Seeds … tiny little pieces of life, stored until spring arrives to awaken them.

It is this miraculous life that makes them so attractive to gardeners, especially after a long, cold winter. Each seed has its own set of requirements hardwired in them. It is up to the gardener to provide those requirements so the seed will germinate.

Some need warm, moist soil – but not all. Pea seeds need to have a zero-degree temperature in order to germinate. That is why they seem perfect to grow in the Yukon. In fact, you could brush aside the snow in early spring and put the pea seed in the ground and it will grow.

Other seeds can also be planted, even while there is the danger of frosts. Most root crops, leafy greens and brassicas are able to withstand the early frosts.

If the seed package says to plant as soon as the soil can be worked, don’t wait until the last frost date in June. We have such a short season here that every day and week counts. If the soil can be worked, be it late April or early May, then the seed should be planted.

Every year is different. Some years I have been able to plant as early as the last week in April, and the garden did well. However, some plants, no matter how early we plant, don’t seem to have enough time.

Parsnips are one of those.

In 2007, I decided to try planting parsnips and garlic in the fall. The following spring I very eagerly waited to see if anything would emerge.

I was not disappointed.

The parsnips had not only survived the winter under the snow, but they were also sprouting before the garden was dry enough to work. Needless to say, they were a success. The garlic on the other hand … well, there was no sign of them anywhere.

When a plant is acclimatized to an area, it will “program” traits, needed to thrive, into the seed it produces. Over time, those new plants will show a hardiness to things that would have greatly affected the parent plants.

When spinach gets too much sunlight, it starts to bolt, making the leaves less tender and less desirable. Two summers ago, I allowed my spinach plants to go to seed. I wanted to see if they would “volunteer” the next season.

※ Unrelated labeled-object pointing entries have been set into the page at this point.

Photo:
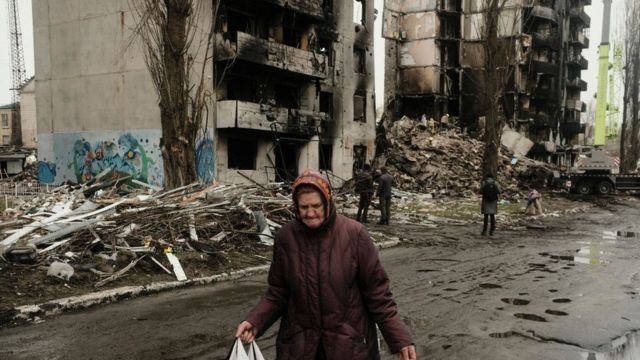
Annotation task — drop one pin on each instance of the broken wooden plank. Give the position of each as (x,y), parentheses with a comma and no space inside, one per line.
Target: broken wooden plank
(119,273)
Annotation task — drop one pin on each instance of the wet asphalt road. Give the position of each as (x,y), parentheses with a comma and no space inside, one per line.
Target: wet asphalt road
(569,292)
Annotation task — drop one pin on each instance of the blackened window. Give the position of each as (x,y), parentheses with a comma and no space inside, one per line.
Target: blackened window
(242,154)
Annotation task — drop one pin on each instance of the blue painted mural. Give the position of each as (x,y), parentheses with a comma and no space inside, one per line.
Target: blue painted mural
(79,157)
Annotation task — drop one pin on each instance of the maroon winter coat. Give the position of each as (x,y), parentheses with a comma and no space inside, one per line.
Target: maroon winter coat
(329,287)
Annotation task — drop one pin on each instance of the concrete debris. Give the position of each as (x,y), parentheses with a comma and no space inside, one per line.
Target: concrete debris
(60,270)
(448,163)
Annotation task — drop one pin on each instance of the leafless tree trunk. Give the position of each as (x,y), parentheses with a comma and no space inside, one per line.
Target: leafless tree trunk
(171,42)
(499,53)
(630,129)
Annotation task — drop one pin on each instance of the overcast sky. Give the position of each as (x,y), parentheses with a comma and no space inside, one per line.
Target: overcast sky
(591,54)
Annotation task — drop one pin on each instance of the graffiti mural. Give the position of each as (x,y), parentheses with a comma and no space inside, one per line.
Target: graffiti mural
(79,157)
(46,172)
(127,157)
(205,160)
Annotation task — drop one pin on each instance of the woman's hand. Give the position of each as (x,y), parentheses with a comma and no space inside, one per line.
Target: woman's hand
(247,332)
(407,353)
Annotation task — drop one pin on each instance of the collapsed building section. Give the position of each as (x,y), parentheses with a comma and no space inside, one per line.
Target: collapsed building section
(422,60)
(296,87)
(437,63)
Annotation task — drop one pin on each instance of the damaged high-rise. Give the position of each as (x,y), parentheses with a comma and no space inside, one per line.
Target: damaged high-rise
(297,87)
(291,86)
(436,63)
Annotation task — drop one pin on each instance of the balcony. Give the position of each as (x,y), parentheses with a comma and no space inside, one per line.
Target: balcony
(544,40)
(251,116)
(574,127)
(578,14)
(578,60)
(269,53)
(309,7)
(542,67)
(571,104)
(577,83)
(544,12)
(580,38)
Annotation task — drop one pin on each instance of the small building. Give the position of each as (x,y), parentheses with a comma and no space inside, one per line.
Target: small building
(6,120)
(28,114)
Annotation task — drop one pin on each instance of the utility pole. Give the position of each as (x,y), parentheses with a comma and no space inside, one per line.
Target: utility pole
(18,70)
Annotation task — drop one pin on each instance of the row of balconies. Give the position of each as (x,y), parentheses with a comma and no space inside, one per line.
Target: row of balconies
(308,7)
(270,53)
(578,14)
(247,115)
(580,38)
(577,83)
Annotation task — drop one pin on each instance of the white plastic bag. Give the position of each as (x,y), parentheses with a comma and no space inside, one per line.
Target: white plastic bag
(254,352)
(238,352)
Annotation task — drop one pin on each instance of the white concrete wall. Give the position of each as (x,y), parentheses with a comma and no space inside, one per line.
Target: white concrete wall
(89,81)
(349,132)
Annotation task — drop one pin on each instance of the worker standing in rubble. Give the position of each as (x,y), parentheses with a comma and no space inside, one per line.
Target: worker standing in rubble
(444,121)
(364,187)
(490,190)
(385,183)
(327,285)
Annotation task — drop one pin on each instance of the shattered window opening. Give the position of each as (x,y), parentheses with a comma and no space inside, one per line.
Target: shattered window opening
(326,154)
(358,12)
(326,103)
(242,22)
(359,60)
(241,154)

When spring came, there didn’t seem to be anything growing where the spinach had been the previous year, so we tilled the garden as usual.

In the process of tilling, we inadvertently dragged those spinach seeds all over the garden. They germinated and we had spinach growing everywhere. The interesting thing of it was, this spinach didn’t bolt as quickly as spinach planted from fresh seed, meaning that this seed was more able to withstand the longer days that we have.

I have allowed this spinach to go to seed again. I am hoping to be able to get a spinach plant that will be able to produce without bolting too early or at all.